Statistical analysis of gene expression profiles

Function divergence after gene duplication has been considered to be an important mechanism for the evolution of new functions. Although gene expression profiles have been treated as an important indicator of gene function, large scale gene expression analysis has mostly focused on current relationships among genes, instead of their evolutionary relationships. By putting expression analysis into the framework of evolution, we make inferences about expression divergence after gene duplication. Based on the Brownian-based model (Gu 2004), the posterior distribution of the ancestral expression profiles are shown to follow a multivariate-normal distribution. This approach provides not only the estimates of the ancestral expression profiles, but also provides a measure of the precision of the estimation/predict!on, thereby, filtering significant information from the background noise of the data. Introduction Ancestral state reconstruction within an evolutionary tree is at the center of comparative studies in evolutionary biology.
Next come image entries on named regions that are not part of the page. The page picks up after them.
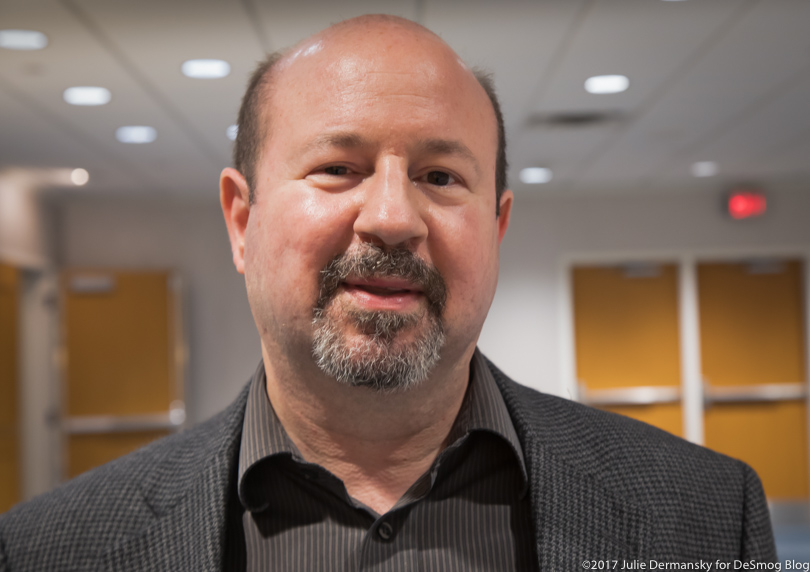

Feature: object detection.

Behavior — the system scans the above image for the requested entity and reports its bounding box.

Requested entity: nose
[354,159,428,249]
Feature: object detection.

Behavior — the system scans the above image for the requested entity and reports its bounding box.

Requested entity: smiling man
[0,16,775,572]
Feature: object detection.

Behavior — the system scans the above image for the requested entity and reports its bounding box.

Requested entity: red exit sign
[726,189,768,220]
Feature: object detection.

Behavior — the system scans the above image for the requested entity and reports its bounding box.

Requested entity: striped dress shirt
[238,350,536,572]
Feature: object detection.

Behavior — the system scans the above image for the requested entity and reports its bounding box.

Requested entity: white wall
[479,189,810,395]
[0,181,53,268]
[60,196,261,423]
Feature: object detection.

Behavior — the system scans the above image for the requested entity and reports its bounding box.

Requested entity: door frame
[558,246,810,469]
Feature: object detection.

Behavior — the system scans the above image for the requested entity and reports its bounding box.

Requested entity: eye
[425,171,456,187]
[323,165,349,177]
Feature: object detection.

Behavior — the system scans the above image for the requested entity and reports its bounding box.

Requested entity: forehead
[267,26,497,155]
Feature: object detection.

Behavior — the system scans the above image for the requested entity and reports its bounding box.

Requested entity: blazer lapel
[524,436,653,570]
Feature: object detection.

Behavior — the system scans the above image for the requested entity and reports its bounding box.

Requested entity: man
[0,16,775,571]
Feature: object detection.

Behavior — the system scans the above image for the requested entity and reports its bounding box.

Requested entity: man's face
[227,26,511,389]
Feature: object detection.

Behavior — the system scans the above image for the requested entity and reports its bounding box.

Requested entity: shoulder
[0,382,245,570]
[482,364,773,555]
[482,356,750,484]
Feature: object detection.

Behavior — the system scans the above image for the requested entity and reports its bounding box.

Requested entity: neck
[263,346,475,514]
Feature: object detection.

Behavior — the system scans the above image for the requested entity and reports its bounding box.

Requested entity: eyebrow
[416,139,481,175]
[306,131,481,176]
[306,131,371,151]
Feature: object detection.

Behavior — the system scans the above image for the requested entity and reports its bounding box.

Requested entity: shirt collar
[238,348,528,510]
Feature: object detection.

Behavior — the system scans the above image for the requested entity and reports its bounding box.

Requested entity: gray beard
[312,300,445,393]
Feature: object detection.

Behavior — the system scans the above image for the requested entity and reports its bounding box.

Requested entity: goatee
[312,245,447,392]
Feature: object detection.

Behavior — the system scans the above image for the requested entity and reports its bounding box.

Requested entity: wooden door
[572,263,683,435]
[698,260,808,500]
[61,270,185,477]
[0,264,20,513]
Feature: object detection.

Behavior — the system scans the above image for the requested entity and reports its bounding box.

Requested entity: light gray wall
[479,189,810,395]
[61,191,810,422]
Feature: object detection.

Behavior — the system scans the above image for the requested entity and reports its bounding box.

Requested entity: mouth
[343,278,422,296]
[341,278,424,311]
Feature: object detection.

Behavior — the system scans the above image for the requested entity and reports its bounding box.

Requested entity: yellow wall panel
[62,272,175,416]
[67,431,168,478]
[705,401,810,500]
[573,264,681,390]
[698,261,805,386]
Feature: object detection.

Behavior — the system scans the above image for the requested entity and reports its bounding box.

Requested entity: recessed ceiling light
[115,125,157,143]
[62,86,112,105]
[180,60,231,79]
[585,75,630,94]
[70,169,90,187]
[692,161,717,177]
[0,30,48,50]
[520,167,552,185]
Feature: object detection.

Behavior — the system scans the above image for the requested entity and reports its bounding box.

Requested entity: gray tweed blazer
[0,364,776,572]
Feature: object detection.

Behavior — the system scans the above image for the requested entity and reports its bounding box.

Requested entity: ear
[219,167,250,274]
[498,189,515,244]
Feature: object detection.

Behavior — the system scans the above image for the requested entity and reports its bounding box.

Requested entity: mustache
[315,244,447,317]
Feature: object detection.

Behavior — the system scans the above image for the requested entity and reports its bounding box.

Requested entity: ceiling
[0,0,810,197]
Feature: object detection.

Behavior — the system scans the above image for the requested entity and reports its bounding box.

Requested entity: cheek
[240,189,352,304]
[431,207,498,321]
At the morphological level, comparative analysis looking for evidence of correlated change in two characters may need the help of inferred ancestral states (Harvey and Pagel, 1991). At the molecular level, the properties of ancient molecules (Malcolm et al., 1990; Stackhouse et al., 1990; Adey et al., 1994; Jermann et al., 1995) can be examined through the inferred ancestral amino acid sequences, which can be further tested in vivo or in vitro. Massive microarray expression profiles make it possible to reconstruct the ancestral expression pattern. In the course of such endeavor, appropriate methodology for ancestral state inference is essential.